2. Properly Fitted, Lightweight Shoes.
Make sure that you’re wearing shoes that are properly fit for you based on both your foot measurements (from fit id) and a gait analysis by a fit expert. Selecting a lightweight pair of shoes for speedwork and race day will give you an added boost. A word of caution: if you’re going to wear racing flats, make sure you have the miles and experience to wear them to prevent injury.
3. Moisture-wicking socks.
Please, please, please, if you have any cotton socks in your drawer, now is the time to throw them out. Race day or not, a good pair of moisture-wicking socks (like these, these, or these), are essential to getting you safely from start to finish blister free. And, they’ll last longer. (Choosing compression socks to wear during or after the race may help speed recovery.)
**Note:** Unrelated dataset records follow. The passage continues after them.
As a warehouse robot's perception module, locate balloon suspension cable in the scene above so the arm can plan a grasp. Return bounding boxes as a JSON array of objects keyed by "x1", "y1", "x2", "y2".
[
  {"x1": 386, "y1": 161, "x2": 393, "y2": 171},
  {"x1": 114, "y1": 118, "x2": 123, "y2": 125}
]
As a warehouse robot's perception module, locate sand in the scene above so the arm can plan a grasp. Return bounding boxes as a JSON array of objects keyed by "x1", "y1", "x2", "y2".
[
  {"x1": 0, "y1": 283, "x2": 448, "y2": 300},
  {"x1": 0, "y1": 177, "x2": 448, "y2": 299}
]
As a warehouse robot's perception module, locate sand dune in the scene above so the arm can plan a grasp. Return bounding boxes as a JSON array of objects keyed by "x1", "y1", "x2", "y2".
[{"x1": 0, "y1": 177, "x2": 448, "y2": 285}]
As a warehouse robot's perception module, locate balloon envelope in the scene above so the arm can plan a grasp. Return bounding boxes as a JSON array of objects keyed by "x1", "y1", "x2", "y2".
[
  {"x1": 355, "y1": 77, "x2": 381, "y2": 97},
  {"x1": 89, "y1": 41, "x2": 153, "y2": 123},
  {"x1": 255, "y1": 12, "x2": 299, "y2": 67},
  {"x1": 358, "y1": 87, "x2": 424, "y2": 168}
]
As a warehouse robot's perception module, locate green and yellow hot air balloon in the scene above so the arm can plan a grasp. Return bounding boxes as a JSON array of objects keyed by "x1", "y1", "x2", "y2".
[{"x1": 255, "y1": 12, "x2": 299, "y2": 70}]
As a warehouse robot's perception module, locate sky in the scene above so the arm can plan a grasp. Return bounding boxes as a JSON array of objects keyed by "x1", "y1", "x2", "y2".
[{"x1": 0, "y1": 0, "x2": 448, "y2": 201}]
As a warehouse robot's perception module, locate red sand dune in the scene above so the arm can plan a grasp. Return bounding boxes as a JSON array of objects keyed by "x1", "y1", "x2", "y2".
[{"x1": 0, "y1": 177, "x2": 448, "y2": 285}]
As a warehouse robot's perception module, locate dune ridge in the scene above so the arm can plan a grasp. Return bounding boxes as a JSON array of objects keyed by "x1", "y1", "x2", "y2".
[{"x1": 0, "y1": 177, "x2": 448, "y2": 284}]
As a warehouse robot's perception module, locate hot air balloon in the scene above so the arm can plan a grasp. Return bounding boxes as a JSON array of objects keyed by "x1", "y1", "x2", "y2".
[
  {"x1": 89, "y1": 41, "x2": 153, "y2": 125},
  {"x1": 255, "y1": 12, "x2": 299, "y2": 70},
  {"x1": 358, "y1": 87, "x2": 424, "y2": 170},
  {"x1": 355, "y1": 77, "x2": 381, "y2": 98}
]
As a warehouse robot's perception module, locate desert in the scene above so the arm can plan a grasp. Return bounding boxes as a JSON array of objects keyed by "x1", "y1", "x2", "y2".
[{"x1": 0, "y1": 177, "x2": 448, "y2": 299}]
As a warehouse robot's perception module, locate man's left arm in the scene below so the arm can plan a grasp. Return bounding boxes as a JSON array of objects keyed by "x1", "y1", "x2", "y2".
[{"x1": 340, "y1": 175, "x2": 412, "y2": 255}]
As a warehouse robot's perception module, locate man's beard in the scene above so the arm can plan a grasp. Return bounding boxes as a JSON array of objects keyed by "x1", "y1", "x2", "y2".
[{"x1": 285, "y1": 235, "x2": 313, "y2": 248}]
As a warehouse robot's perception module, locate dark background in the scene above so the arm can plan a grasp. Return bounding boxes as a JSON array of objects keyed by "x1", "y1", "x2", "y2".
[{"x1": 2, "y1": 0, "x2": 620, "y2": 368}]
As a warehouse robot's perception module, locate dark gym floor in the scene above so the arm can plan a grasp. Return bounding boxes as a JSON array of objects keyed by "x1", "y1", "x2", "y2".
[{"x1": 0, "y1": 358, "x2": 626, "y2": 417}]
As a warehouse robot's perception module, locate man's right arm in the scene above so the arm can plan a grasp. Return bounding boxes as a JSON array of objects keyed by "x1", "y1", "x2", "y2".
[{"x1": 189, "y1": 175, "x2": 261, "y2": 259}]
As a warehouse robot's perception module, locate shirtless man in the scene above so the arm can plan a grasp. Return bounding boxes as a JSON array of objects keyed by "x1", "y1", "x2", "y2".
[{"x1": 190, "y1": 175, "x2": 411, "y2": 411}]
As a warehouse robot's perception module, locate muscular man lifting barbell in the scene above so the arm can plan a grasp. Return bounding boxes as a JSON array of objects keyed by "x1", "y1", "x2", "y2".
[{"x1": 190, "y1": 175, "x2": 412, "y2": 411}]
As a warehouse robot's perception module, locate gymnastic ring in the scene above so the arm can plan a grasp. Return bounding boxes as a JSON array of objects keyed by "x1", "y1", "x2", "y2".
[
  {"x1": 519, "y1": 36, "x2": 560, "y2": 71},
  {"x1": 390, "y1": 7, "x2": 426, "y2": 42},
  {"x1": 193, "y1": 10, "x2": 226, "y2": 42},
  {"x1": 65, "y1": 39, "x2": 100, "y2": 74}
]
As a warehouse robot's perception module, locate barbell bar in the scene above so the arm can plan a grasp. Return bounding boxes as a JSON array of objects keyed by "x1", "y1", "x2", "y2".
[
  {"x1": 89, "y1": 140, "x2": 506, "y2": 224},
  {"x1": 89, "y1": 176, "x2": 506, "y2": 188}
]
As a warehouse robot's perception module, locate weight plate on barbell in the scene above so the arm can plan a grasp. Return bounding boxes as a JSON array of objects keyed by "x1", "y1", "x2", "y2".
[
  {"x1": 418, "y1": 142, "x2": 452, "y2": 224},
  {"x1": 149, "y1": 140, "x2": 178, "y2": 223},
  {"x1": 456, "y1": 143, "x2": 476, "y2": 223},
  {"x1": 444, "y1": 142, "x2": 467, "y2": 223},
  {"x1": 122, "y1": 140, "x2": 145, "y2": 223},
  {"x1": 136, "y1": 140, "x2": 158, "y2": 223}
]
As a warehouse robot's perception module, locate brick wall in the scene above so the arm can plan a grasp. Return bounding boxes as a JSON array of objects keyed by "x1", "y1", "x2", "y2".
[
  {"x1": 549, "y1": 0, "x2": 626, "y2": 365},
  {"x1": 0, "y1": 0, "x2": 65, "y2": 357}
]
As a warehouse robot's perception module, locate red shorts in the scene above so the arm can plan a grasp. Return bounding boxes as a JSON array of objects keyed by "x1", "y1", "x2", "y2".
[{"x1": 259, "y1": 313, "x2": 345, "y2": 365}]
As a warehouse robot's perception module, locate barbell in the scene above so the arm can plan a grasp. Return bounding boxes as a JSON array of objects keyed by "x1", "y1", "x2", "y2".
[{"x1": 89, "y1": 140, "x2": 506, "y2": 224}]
4. Water bottle (filled with water) for before and after the race.
While a 5K and 10K are likely too short to need mid-run hydration, you want to make sure you’re well hydrated before and after the race. Sure, most races have cups or bottles of water at the finish, but bringing your own bottle (one that holds at least 750 ml) not only helps you drink more, it also enables you to save on waste.
5. A smart watch for tracking pace and mileage.
6. Sun protection.
7. Weather appropriate apparel and a change of clothes.
Is it going to be cold, hot, windy, or rainy? No matter which way the weather turns, it’s imperative that you’re prepared to be in it before, during, and after the race. A good rule of thumb for running garb: dress like it’s 20 degrees warmer than it actually is; you’re going to heat up.
8. Massage Tool.
No better time to start recovery than immediately following your cool down. Try the Addaday Pro Roller for self-massage precision on your calves, hamstrings, and quads. Your body will thank you.